C’est ainsi que les fermetures recommandées par les scientifiques et exigées par le Conseil d’État afin de donner un sursis indispensable aux dauphins du Golfe de Gascogne vont soulager les populations de poissons exploitées par les pêcheries et aider à un retour à l’équilibre global de l’écosystème dont tout le monde bénéficiera. Elles seront bénéfiques pour différentes espèces comme la sole, le merlan dont les populations ne sont pas dans le meilleur des états mais aussi pour le merlan bleu et le maquereau de l’Atlantique actuellement surpêchés.

D’ailleurs, des fermetures spatio-temporelles de pêche ont déjà été mises en œuvre en France dans le Golfe du Lion en 2020, visant à restaurer les populations de poissons en Méditerranée d’une durée allant de 6 à 8 mois. Le monde de la pêche a pu s’adapter tout en étant aidé sur une durée bien supérieure à celle demandée pour protéger les cétacés.

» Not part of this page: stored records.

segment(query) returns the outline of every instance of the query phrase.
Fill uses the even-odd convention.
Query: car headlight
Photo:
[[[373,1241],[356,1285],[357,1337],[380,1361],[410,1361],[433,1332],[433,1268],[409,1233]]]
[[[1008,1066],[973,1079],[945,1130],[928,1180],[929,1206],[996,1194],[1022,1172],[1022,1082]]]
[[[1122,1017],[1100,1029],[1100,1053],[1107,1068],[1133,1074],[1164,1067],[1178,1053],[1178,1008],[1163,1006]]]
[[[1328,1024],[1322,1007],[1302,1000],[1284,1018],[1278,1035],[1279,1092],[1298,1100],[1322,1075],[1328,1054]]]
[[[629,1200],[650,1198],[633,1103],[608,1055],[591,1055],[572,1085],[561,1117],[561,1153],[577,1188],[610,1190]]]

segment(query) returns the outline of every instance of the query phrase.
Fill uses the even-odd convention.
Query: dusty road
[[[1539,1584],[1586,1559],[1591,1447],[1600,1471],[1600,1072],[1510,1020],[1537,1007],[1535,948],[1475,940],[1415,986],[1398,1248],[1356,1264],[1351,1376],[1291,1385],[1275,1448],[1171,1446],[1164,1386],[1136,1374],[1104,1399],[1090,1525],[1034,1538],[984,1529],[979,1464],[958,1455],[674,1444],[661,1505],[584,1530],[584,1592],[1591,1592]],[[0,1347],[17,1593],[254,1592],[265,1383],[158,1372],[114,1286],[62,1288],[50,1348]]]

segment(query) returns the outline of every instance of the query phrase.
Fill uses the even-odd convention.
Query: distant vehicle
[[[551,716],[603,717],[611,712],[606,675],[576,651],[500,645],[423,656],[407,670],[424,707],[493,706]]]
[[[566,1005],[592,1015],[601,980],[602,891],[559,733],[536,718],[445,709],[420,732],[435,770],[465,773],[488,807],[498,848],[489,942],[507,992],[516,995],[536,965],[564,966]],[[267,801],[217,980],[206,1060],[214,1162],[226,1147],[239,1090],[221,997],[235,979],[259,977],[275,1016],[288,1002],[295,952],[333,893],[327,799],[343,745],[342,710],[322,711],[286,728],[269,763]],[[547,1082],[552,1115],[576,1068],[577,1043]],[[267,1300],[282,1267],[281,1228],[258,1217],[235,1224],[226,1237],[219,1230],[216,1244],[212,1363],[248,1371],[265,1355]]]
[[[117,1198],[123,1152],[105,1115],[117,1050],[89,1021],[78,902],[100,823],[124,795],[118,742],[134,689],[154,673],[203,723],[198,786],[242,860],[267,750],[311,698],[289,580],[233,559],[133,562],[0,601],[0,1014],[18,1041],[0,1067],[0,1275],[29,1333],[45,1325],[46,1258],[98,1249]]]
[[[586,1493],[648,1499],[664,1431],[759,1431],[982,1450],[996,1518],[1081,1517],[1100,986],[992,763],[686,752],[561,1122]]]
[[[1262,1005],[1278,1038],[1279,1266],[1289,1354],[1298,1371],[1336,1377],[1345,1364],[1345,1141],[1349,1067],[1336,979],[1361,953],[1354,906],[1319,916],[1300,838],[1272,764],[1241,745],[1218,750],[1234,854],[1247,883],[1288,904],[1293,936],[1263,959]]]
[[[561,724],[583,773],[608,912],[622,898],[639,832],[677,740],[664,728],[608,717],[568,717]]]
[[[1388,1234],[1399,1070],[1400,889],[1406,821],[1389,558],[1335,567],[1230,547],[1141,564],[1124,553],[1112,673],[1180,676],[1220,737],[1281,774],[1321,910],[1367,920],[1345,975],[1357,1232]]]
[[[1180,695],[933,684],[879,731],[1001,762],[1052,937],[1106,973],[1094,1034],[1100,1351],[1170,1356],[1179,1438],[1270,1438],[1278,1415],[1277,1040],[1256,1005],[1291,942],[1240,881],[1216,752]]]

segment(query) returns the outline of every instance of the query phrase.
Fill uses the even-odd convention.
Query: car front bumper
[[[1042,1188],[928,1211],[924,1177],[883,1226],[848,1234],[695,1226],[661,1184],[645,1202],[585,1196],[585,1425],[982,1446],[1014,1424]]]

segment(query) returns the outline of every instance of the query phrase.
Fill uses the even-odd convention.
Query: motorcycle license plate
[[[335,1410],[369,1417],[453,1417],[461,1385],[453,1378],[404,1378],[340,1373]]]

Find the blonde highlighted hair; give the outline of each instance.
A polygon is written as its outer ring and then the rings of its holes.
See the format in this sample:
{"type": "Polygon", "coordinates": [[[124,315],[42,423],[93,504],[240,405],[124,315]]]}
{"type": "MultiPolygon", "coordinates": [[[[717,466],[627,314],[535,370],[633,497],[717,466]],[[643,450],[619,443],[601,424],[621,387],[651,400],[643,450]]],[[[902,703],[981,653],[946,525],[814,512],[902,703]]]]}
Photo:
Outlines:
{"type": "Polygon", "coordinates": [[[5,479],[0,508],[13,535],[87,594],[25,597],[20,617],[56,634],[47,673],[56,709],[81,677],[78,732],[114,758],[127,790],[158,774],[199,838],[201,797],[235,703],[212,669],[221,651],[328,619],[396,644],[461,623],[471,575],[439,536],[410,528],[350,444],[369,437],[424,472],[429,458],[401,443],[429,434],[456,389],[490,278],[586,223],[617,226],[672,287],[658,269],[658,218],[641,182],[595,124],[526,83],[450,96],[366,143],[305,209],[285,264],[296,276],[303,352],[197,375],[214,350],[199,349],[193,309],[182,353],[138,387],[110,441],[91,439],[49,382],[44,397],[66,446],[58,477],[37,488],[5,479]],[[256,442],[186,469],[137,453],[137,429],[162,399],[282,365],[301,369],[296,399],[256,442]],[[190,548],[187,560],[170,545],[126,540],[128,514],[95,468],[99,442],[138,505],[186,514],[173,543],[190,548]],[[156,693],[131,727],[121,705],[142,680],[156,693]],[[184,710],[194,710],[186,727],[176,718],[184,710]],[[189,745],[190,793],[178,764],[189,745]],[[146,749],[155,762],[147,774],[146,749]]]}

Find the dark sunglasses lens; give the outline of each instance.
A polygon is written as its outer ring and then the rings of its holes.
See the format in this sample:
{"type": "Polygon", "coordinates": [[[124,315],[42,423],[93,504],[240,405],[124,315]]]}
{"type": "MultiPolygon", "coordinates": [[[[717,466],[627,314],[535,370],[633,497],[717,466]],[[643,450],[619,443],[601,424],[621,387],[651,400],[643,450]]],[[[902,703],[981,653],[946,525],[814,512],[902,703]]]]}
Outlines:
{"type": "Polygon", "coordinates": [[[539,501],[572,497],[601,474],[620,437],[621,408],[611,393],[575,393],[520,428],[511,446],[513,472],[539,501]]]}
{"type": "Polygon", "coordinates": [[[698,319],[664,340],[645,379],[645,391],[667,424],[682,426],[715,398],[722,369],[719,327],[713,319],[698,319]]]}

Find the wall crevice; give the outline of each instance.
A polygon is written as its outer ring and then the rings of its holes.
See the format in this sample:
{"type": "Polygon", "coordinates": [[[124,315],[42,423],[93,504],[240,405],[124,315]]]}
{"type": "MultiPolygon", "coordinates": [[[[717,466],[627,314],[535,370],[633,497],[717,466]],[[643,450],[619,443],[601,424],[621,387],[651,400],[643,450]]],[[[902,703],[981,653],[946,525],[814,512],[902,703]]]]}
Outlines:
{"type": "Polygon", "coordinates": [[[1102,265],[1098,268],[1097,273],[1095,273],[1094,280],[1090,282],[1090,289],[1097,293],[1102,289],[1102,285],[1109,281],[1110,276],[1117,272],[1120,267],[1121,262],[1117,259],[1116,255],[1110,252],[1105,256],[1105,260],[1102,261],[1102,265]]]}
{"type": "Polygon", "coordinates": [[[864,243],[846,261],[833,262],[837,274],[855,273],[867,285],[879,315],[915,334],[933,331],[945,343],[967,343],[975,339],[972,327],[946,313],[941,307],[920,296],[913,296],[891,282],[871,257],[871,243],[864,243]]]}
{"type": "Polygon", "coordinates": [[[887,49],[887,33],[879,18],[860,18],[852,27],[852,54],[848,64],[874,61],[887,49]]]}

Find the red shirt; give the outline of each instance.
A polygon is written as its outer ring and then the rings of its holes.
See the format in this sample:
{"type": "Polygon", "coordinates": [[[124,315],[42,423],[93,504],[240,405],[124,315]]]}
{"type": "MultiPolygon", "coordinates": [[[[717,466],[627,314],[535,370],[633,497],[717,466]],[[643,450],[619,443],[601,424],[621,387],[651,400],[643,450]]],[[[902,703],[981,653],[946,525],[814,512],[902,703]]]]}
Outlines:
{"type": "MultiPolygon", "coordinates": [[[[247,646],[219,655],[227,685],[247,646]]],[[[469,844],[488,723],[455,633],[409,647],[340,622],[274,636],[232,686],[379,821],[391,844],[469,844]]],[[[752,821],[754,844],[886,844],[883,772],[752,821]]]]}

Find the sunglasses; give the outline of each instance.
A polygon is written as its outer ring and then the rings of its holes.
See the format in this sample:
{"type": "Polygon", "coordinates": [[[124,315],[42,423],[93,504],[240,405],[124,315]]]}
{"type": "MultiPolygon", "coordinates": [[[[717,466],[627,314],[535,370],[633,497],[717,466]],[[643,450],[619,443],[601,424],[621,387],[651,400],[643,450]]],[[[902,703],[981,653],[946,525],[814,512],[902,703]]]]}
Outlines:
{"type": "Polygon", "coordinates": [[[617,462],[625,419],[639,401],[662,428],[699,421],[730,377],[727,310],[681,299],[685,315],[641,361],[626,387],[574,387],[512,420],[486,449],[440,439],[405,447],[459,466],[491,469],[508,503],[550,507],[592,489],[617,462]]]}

Les demandes des associations

Le Gouvernement mène le monde de la pêche non durable vers un naufrage alors que les fermetures temporaires sont une stratégie gagnant-gagnant pour l’océan et les pêcheurs.
Devant le risque d’extinction probable du Dauphin commun et du marsouin, c’est une action choquante de la part du Gouvernement et en particulier d’Emmanuel Macron, d’Hervé Berville secrétaire d’État à la « mer », qui se font les fossoyeurs actifs de la biodiversité marine en toute connaissance de cause.
Nos associations demandent que ce projet d’arrêté soit modifié en suivant les recommandations du scénario N du CIEM, le plus conforme à la décision du Conseil d’État, ce qui permettrait de réduire de près de 88% les captures et qu’il prévoie l’accompagnement financier des pêcheurs.
Nos associations ont informé sans délai la Commission européenne afin qu’elle intervienne de manière urgente.

Contacts presse

Pour Sea Shepherd France : Lamya ESSEMLALI, Présidente de Sea Shepherd France – media@seashepherd.fr 07 60 26 22 77

Pour France Nature Environnement :
Elodie MARTINIE-COUSTY, experte et membre du réseau Océans, mers et littoraux de France Nature Environnement : 06 08 07 14 16

Jérôme GRAEFE, juriste à France Nature Environnement : 06 62 70 59 80

Pour DMA : Philippe GARCIA, Président de Défense des Milieux Aquatiques

maigre42@gmail.com  07 82 46  99 03

[1] La pêche au trémail, les filets maillants, les chaluts de fond, les chaluts pélagiques, en particulier, les chaluts pélagiques en bœuf et à la senne danoise

[2]Estimation du nombre de navires calculé à partir du nombre total de 23 094 navires représentants l’activité halieutique française dans la zone CIEM VIII durant les périodes hivernales présenté en GT captures.

[3] 66e Rapport de plénière, le Comité Scientifique, Technique et Économique des Pêches

[4] Nombre de navire calculé à partir l’activité de pêche dans le golfe de Gascogne des flottilles à risque françaises par engin en 2023 présenté en GT captures.